C'était l'hiver à Hyōgo, une petite préfecture située dans le sud du Japon, bordée par la mer. Les vestiges de la saison des momiji koyo laissaient peu à peu place à une neige poudreuse et délicate qui remplissait le ciel en lui donnant cette couleur lactée et brumeuse. Les feuilles d'érables rouges, encore tant bien que mal accrochées aux arbres, ployaient sous le poids de la neige, impitoyable reine de ce mois de janvier. En face du banc en bois vieilli et poli par les années et les rudes événements météorologiques, sur lequel je méditais, s'écoulait paisiblement la rivière, continuant son doux serpentement, malgré le gel de l'hiver qui commençait à la gagner. Le pont en pierre, vieux de quelques centaines d'années, bravant courageusement les intempéries, se tenait là, imposant, reliant les deux rives, et donnait à ce décor un charme singulier digne d'un tableau. Le vent me fouettait le visage, refroidissant mes joues et mon nez, engourdissait mes mains, leur apportant une couleur rosée, et balayait mes cheveux dans une multitude de directions, me laissant une coiffure dépareillée que cachait, non sans mal, un bonnet en maille de laine.
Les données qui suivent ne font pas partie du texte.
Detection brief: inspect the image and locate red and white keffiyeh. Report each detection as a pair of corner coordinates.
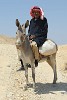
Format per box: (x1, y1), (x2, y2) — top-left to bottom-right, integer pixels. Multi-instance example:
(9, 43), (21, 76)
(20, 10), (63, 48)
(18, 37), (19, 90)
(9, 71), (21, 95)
(30, 6), (44, 20)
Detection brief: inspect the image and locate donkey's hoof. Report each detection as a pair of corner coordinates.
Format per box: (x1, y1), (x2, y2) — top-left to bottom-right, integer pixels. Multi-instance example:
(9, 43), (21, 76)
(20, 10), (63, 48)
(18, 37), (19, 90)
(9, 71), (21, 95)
(53, 80), (56, 84)
(17, 67), (25, 71)
(23, 85), (28, 91)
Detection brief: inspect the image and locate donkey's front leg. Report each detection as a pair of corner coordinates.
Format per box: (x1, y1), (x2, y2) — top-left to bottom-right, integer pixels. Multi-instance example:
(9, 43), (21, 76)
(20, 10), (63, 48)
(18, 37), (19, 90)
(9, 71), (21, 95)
(24, 64), (28, 90)
(31, 63), (35, 89)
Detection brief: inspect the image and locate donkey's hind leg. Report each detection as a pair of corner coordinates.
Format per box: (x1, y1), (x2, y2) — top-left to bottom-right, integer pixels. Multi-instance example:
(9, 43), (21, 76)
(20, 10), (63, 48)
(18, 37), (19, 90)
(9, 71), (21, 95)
(47, 54), (57, 84)
(31, 63), (35, 89)
(24, 65), (28, 90)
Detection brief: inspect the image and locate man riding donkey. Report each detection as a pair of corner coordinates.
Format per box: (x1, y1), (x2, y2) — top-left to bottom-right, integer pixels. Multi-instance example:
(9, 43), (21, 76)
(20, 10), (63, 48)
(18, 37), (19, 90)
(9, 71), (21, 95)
(16, 6), (48, 69)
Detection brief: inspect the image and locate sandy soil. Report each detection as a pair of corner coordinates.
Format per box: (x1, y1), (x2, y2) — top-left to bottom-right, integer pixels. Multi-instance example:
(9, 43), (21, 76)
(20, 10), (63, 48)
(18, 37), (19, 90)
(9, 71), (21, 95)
(0, 36), (67, 100)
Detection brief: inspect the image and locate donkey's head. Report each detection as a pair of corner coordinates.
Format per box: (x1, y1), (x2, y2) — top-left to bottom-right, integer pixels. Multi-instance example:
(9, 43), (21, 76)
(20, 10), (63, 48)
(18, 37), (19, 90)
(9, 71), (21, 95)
(16, 19), (29, 46)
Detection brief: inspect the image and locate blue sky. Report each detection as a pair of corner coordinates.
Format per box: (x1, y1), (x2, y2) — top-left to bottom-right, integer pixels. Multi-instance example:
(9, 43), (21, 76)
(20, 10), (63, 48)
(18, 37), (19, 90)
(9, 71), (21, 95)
(0, 0), (67, 45)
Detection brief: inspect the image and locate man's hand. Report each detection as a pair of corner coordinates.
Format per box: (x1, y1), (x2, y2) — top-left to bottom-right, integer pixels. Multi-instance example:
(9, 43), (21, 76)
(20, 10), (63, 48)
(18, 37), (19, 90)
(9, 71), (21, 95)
(29, 35), (36, 39)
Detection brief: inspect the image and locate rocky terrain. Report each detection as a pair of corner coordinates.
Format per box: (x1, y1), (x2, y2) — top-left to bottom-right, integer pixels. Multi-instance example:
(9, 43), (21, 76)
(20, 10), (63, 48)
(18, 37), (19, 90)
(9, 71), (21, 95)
(0, 35), (67, 100)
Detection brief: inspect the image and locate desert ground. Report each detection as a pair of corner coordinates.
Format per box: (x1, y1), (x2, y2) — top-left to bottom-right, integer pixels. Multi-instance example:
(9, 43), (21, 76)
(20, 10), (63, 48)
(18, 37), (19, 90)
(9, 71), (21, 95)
(0, 35), (67, 100)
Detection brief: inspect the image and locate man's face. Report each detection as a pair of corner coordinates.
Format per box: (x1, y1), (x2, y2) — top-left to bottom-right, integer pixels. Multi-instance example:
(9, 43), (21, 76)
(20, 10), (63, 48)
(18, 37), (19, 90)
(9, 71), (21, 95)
(33, 11), (40, 19)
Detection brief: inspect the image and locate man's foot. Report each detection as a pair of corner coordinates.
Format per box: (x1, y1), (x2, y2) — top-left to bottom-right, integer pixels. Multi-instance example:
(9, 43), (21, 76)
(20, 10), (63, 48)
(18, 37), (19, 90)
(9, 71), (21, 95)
(35, 60), (38, 67)
(27, 64), (31, 68)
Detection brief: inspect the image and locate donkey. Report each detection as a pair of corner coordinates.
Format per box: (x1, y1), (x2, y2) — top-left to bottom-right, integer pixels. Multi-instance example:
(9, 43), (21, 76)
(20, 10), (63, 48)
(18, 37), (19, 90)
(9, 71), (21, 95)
(16, 19), (57, 89)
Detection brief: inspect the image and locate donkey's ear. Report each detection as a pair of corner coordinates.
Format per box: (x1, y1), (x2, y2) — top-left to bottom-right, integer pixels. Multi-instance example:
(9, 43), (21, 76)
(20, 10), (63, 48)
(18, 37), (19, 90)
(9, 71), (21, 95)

Cela faisait bien deux ans que j'habitais ce magnifique village traditionnel japonais. Mon rêve s'était réalisé, cet avenir auquel j'avais tant fantasmé faisait maintenant partie intégrante de mon quotidien. Après avoir terminé mes études vétérinaires en Belgique, je m'étais installée dans ce pays incroyable. Puisant dans mes économies, je m'étais acheté une petite maisonnette, redoublant d'efforts, je m'étais intégrée au quotidien de cette petite communauté, apprenant les mœurs et les coutumes, m'efforçant d'obtenir les bonnes grâces des habitants pour enfin pouvoir me sentir chez moi. Rien de tout ça ne m'avait semblé facile. L'absence de ma famille, de mes proches, loin de moi, à l'autre bout du monde, me pesait. La solitude, vilain démon de mon présent, envahissait mes poumons à chaque bouffée d'air que je prenais. La vue sous mes yeux devint soudain douloureuse, intolérable. Un flot de tristesse me monta à la gorge, m'étouffa, sous mes paupières closes apparurent des larmes brulantes et une multitude d'images se succédèrent : une ancienne grange entourée de champs, de prairies, des jardins jouxtant de paisibles habitations, mes chats traquant des souris, ma sœur enchainant pirouettes sur pirouettes dans l'herbe, mon père, les gants pleins de terre, rempotant ses fleurs, le sourire aux lèvres, ma mère, allongée au soleil, dans un transat, et mon frère, au loin, dans la rue, filant à toute vitesse sur son vélo. Les visites chez mes grands-parents, les visages de mes cousins, tout n'était que souvenir douloureux et tristesse.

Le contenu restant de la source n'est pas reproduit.